My instruction is to only move up when you want to, when you’re comfortable with what you’ve been doing and want to take on more.
Another point, although this happens much less often, is that some people ‘are’ already fit and will be frustrated because Week 1 feels easy.
Think about it; there’s a world of difference between these three:
One, a woman in her 30’s who’s been in good condition in the past, grew up playing soccer, but hasn’t done any exercise in the 2 years since her baby was born and a woman in her 40’s who’s never exercised, regularly, three, man in his 50’s who has been sedentary for ten years and realizes he better get fit if he wants to continue his quality of life, and four, the woman in her 60’s who has never done any running but finally has the time and is excited to give it a try.
That’s just four examples, but the reality is that the physical condition, health, ability, and goals of beginner runners are infinite; so, let’s not pigeonhole anyone into a Start with Week 1 and Move to the Next Week Each Week Program.
Start at the Right Level for You and Progress at the Right Pace for You
With my system you, one, start at the right place in the walk/run continuum for you based on my diagnostic test, and two, you never move on to the next week until the last week feels totally comfortable.
This ensures success because you feel accomplished at the end of each workout, looking forward to the next workout because you decide when to move up to the next level; that means you will be moving through the schedule at a rate that is personally customized to you.
There’s no race to see how fast you can become a runner.
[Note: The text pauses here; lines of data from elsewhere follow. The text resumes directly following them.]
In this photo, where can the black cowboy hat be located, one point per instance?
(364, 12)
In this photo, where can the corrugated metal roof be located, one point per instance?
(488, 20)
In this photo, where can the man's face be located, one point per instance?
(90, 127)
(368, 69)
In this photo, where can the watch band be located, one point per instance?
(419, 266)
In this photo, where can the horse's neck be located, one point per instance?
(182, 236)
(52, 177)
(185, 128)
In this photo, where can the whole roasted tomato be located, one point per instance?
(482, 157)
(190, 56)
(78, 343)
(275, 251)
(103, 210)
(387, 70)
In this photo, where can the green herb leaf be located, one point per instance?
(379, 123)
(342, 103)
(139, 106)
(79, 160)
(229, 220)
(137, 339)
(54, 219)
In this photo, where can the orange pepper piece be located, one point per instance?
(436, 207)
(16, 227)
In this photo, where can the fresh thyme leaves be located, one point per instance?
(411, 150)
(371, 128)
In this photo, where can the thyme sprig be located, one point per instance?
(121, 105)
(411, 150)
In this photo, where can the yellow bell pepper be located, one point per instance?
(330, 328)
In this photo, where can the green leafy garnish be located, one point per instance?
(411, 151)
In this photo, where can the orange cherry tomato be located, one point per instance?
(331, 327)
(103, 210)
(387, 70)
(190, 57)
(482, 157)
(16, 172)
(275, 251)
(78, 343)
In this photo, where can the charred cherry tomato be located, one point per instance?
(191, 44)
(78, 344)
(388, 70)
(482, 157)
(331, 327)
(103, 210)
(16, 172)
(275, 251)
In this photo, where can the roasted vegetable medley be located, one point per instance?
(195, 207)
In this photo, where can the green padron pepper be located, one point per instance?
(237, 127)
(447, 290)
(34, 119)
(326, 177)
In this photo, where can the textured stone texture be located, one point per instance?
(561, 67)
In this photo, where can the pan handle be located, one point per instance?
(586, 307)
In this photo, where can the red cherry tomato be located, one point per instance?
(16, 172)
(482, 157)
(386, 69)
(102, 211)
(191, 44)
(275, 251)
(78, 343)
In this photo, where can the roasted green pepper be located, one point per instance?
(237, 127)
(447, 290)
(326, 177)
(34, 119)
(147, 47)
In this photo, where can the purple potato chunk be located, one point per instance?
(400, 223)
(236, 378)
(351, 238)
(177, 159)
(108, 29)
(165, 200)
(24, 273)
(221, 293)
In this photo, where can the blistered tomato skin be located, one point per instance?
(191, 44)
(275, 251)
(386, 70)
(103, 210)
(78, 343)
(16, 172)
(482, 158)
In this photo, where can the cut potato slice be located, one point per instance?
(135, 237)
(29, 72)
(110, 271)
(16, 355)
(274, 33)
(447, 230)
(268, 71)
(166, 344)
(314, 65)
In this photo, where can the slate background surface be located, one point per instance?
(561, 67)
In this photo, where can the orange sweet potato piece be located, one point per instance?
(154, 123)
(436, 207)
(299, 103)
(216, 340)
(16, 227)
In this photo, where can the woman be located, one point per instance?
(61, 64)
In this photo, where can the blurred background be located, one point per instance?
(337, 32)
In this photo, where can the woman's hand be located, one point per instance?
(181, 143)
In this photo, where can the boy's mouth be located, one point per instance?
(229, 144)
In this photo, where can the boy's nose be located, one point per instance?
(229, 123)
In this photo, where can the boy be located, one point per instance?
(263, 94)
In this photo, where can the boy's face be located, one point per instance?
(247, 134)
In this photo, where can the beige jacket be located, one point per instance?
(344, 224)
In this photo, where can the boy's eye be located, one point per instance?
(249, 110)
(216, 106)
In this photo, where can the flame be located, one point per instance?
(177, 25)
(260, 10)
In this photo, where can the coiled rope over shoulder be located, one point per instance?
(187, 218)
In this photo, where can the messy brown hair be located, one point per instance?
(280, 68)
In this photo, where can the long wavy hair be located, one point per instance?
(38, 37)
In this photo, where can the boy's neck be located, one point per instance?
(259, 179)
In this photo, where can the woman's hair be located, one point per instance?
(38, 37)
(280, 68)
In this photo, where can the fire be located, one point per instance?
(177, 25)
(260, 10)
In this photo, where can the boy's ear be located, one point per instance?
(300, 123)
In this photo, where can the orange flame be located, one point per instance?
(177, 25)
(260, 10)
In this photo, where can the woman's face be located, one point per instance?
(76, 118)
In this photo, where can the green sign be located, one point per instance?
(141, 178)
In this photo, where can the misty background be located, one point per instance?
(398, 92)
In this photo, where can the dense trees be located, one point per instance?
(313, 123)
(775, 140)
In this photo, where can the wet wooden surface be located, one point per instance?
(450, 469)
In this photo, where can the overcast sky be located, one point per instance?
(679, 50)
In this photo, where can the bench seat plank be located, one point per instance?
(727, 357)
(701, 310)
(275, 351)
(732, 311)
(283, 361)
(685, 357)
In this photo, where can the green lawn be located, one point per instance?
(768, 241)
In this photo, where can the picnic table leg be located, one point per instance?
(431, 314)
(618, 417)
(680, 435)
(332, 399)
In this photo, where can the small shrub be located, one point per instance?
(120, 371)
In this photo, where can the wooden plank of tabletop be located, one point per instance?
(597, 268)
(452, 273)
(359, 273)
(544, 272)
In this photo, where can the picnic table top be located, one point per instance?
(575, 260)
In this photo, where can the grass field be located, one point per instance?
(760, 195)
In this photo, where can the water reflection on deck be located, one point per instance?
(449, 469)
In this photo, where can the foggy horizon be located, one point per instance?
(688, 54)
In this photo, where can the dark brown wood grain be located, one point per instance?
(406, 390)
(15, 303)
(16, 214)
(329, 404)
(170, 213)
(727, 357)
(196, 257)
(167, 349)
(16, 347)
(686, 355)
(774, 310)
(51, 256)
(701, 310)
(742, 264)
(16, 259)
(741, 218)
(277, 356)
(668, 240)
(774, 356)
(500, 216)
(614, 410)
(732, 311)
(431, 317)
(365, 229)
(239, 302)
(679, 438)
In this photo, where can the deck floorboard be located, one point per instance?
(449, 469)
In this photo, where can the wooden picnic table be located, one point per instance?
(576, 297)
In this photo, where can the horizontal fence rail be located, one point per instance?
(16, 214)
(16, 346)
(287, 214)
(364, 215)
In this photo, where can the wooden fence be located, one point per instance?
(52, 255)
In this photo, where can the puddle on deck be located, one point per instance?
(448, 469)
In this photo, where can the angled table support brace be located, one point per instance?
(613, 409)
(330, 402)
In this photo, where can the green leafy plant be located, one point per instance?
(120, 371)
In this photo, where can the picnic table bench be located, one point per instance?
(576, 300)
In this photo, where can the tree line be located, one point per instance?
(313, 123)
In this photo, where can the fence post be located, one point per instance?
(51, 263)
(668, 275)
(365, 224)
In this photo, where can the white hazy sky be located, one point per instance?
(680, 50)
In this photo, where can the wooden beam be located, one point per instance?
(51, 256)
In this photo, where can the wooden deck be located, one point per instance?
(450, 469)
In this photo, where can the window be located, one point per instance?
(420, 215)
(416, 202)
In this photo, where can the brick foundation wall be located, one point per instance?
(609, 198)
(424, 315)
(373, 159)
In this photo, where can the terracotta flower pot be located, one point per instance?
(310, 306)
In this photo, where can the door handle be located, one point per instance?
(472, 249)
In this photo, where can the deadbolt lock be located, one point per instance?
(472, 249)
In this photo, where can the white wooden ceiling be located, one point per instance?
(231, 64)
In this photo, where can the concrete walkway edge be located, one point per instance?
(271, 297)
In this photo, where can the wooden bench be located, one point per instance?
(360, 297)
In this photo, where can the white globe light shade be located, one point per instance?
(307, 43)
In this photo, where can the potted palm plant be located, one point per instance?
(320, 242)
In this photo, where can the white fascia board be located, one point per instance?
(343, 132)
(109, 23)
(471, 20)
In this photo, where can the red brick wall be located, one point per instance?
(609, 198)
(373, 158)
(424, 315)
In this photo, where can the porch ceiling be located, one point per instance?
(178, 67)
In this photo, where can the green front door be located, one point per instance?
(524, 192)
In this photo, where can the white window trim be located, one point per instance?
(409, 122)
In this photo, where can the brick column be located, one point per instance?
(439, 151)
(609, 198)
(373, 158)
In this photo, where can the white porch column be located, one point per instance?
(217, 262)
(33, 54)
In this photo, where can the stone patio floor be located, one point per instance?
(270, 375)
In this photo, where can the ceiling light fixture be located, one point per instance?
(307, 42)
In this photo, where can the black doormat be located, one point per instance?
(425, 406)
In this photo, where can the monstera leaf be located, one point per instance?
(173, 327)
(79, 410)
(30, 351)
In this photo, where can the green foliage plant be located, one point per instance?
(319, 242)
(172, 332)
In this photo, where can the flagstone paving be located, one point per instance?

Who cares if it takes six months for you to be able to finish a 5K? The important thing is to continually get healthier and to build momentum in your journey to becoming more fit and locking in to the running way of life.
It comes down to this: Baby steps are just that, baby steps, but they are still forward movement, and that is the key. Start with baby steps. Build confidence, and I need to mention this: Starting at a super easy point and progressing gradually is the best way to avoid injury, which is what causes many beginners to give up.
What you mustn’t do is stand still. Have you been standing still?